What’s the easiest way to take away a person’s identity and mold them to your will? Deprive them of the simplest thing: their name.

She brushes her fingertips down her arms. “When I wrote the Book on my skin, it became a part of me.” She stares down at the marks on her arms, the squiggles of ink that form the words. “It was alive enough that I’m no longer who I once was. Like any object that has lived on past its time, perhaps I am no longer worthy of a name.” She looks up at me, her eyes wide and dark and vulnerable. “But they used to call me Lena.”

The house shakes again. The stone groans all around me. My heartbeat is frantic in my ears.

Hurry.

“Lena,” I say. She closes her eyes, as if she misses the sound of that. I wonder how long it’s been since she’s heard it. “Can one of your spells truly reverse time?”

“With a few limitations.” I worry about what she’ll say until Lena leans forward with another smile. “I couldn’t reverse the Book’s existence, for one.”

I smile back. “I also need information about the curse on the Cailleach’s lineage. Do you know it?”

The curse that’s caused so much suffering. Countless wars. Siblings killing each other, rather than ending the world. I can put it all back together again if only I can get this girl—this former consort—to help me.

Lena’s smile disappears. “Those pages are why I betrayed the Morrigan.”

“Could we destroy the curse?” I swallow hard. “Rewrite it?”

A violent boom! in the distance. Something falling and shattering downstairs. Kiaran urgently calling for me.

Hurry.

The look Lena gives me holds so much sadness that it’s more than I can bear. “As it begins in death, so shall it end in death, until the day a child of the Cailleach confronts their fate with a true lie on their lips and sacrifices that which they prize most: their heart.”

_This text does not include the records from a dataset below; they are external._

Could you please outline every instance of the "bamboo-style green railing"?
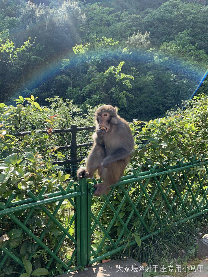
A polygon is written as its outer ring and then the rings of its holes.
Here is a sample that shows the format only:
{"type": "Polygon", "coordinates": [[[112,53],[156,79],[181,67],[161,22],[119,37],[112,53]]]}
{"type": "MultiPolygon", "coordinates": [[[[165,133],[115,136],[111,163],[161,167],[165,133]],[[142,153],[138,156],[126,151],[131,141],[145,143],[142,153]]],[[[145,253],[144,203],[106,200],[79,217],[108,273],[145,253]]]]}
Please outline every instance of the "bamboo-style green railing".
{"type": "MultiPolygon", "coordinates": [[[[0,203],[0,218],[10,217],[16,228],[27,234],[35,244],[35,250],[28,259],[32,262],[36,251],[44,249],[49,258],[46,268],[52,269],[55,262],[61,265],[65,272],[68,272],[122,251],[127,247],[127,241],[129,247],[133,246],[136,243],[131,235],[134,232],[139,234],[142,241],[174,225],[208,212],[208,160],[204,157],[195,156],[186,162],[184,159],[178,160],[177,164],[171,166],[170,163],[164,162],[163,166],[159,168],[156,164],[152,167],[149,166],[149,170],[145,172],[141,172],[141,167],[132,169],[130,174],[122,177],[112,186],[107,196],[103,196],[99,202],[99,210],[97,209],[96,213],[94,212],[95,204],[93,204],[92,199],[95,189],[92,185],[96,181],[85,178],[79,184],[71,181],[66,190],[59,186],[59,191],[53,193],[44,194],[44,187],[37,196],[28,191],[28,198],[23,201],[13,201],[14,194],[12,194],[6,203],[0,203]],[[116,197],[118,195],[119,200],[116,197]],[[66,227],[56,216],[66,199],[74,209],[66,227]],[[57,205],[51,213],[47,205],[54,203],[57,205]],[[27,222],[37,207],[50,218],[47,226],[54,222],[62,234],[61,239],[54,249],[43,241],[44,229],[37,237],[27,227],[27,222]],[[27,215],[22,222],[15,213],[25,210],[27,215]],[[106,216],[107,219],[103,219],[104,214],[110,214],[111,217],[106,216]],[[73,222],[74,231],[72,235],[68,231],[73,222]],[[117,233],[118,226],[120,232],[117,233]],[[98,231],[101,236],[96,244],[93,242],[98,231]],[[73,249],[67,259],[63,254],[57,254],[66,240],[70,241],[73,249]]],[[[9,256],[24,272],[22,261],[11,248],[5,247],[1,250],[5,255],[0,262],[0,268],[9,256]]]]}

“I know that.” I try to keep my voice patient.

“Then you know what has to be done,” she says. “What you have to do. It was clear from your memories.”

I frown. “What are you talking about?”

Before Lena can reply, the bedroom windows shatter. Glass crashes to the floor and the whole building sways. I’m jerked back violently, my shoulder smashing into the wall.

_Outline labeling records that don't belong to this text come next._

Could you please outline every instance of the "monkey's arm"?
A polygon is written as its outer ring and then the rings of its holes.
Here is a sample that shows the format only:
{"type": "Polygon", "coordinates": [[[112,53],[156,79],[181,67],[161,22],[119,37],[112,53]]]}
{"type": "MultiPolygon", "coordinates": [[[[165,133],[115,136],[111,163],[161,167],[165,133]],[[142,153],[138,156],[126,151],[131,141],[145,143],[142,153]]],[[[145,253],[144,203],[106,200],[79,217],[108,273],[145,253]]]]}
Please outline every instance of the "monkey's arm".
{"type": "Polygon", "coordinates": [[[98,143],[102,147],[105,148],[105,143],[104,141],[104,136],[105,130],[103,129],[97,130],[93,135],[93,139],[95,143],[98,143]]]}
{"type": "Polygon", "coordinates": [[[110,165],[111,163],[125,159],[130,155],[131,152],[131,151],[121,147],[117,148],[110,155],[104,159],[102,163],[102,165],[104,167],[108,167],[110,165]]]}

Lena pushes to her feet, her expression frantic. She nearly loses her balance. “We have to go.” Her eyes are deep, deep pools. “She’s coming.”





CHAPTER 45


I GRIP LENA’S hand and pull her down the quaking staircase.

Plaster falls from the ceiling and a sudden crack in the foundations almost makes me lose my footing. Lena pitches forward and I yank her back. The paintings sway on their hooks around us. Somewhere down the hall, a mirror shatters on the ground.

Kiaran looks up with relief as we enter the antechamber. Dimly, I notice the others aren’t there; they must have stayed outside. “Cutting it close, Kam,” he says.